Go for the surprise.
When was the last time you walked into someplace with no expectations of what was going to unfold? A coffeeshop, maybe, or a gym. Maybe your home at the end of a long day or after a vacation. Or even your kids’ room? Truly no idea what will happen, or what you will see.
What do we find when we do that?
Talking with a friend about traveling and her upcoming trip to New York, she mentioned that she had tickets to a show and she didn’t know what it was about. Jen laughed, saying she wasn’t even sure what kind of show it was — a musical or a play!
As she was telling me this, she admitted that she doesn’t really like musicals. She thought she should probably look it up to find out what she was even going to be seeing.
I was excited to tell her about a show I saw last fall. It wasn’t the show itself — which was amazing — as much as it was the conditions under which I saw it.
I was on a college tour with my daughter. We had seen several colleges already, had a few more to visit, and the trip had been going well. If you have a teenager (and the flexibility, and the money) I highly recommend making the time to do this.
We hit each school with fresh eyes and a rough plan. The whole trip was about newness and discovery, tinged with the sweet feeling of my 17-year old being on the verge of flight into young adulthood.
In the midst of our two-week trip, we spent a day in Manhattan so we could see a Broadway show. We were there for her, really, so I decided to let my daughter choose the show and go along with whatever she wanted.
As we wended our way in line at the TKTK booth, she started tossing out names of various shows she wanted to see. I was excited about a couple of them, particularly Matilda, which I’d heard was fantastic and I knew was about to close its Broadway run.
Then she chose Falsettos. I was stumped. I’d never even heard of it. I had no idea what it was about. She was very keen to see it, so I let go of my flickering disappointment. I said sure. We bought the tickets, took a quick shot of her holding them, and went to get some lunch before the show.

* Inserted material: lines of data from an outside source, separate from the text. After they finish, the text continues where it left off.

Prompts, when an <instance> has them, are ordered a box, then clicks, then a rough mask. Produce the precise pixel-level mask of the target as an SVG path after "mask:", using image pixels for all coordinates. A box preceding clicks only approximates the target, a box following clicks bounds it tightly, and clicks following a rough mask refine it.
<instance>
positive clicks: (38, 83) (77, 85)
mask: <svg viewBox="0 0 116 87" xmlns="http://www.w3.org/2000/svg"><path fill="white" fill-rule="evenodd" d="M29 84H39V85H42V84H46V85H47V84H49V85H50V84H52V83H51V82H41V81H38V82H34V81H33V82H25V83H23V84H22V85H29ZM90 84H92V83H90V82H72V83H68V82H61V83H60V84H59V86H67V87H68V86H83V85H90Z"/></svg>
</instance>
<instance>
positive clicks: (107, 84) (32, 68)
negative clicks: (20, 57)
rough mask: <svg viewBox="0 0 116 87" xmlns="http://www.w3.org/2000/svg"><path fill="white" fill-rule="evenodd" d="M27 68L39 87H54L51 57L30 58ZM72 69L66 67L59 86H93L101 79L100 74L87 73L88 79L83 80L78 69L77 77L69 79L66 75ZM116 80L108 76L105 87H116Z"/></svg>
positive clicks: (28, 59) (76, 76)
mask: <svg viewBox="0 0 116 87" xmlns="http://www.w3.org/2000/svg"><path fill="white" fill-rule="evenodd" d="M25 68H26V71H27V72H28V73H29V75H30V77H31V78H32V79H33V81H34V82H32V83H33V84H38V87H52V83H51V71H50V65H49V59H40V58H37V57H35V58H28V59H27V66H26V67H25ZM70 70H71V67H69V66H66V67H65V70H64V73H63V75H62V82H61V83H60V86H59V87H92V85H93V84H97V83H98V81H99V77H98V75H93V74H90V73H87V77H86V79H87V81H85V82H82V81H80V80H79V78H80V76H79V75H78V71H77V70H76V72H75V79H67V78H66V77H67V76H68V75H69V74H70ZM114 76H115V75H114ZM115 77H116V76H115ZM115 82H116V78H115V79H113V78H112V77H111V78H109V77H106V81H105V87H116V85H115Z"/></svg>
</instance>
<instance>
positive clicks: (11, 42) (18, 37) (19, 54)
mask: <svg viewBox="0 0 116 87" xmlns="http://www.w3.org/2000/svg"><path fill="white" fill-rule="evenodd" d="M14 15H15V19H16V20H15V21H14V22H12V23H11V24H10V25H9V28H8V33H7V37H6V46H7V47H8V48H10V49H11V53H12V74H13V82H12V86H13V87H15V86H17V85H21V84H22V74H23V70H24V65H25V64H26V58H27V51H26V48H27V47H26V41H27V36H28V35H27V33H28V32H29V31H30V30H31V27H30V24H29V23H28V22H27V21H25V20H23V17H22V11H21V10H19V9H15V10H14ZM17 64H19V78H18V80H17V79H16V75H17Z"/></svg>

Walking around Times Square my daughter offered to tell me more about the show she was so excited to see. I decided to wait. It’s been a long time, I thought, since I- No, wait. I’ve *never* walked into a show with absolutely no idea of what it was about. Without hesitation, I chose the grand adventure.
Having made my choice to go in blind, I was now exhilarated about this show I knew nothing about. The whole experience took on a new dimension. Any Broadway show is an event. I was excited just to be there and seeing a show — a rare treat for us. But the whole thing was heightened by the sense of the unknown. What would I see? What would the story tell me? Would I like the music? Would I enjoy it? What was I about to experience?
As I was telling my friend Jen about all this, I watched her eyes widen.
‘How many times do we get a chance like that?’ she marveled. In that instant she decided: ‘I’m not going to look up the show! I’m going to go in with no preconceptions and just watch. Oh wow. Thank you!’
Watching this prospect unfold across my friend’s face was so fun. She was delighted by the anticipation of discovery and newness. And it reminded me why that choice in the middle of Times Square had been so important to me.
Did I enjoy the show we saw that day? It was raw, and wrenching, and incredibly well done. So yes, I did. It was everything I hope great theatre provides — emotion, insight, transformation. More than that, though, going in without expectations was so freeing. Letting my daughter choose a show she was excited to see opened the door to letting myself be completely open and fresh to a new experience.
It’s so easy to get wrapped up in our daily life, in our expectations — of situations and of other people. We lose out on the spectacular little miracles happening all around us. And in doing so we lose out on something else, something more personal and intimate.
Go for the surprise. And let it show you someplace new inside you.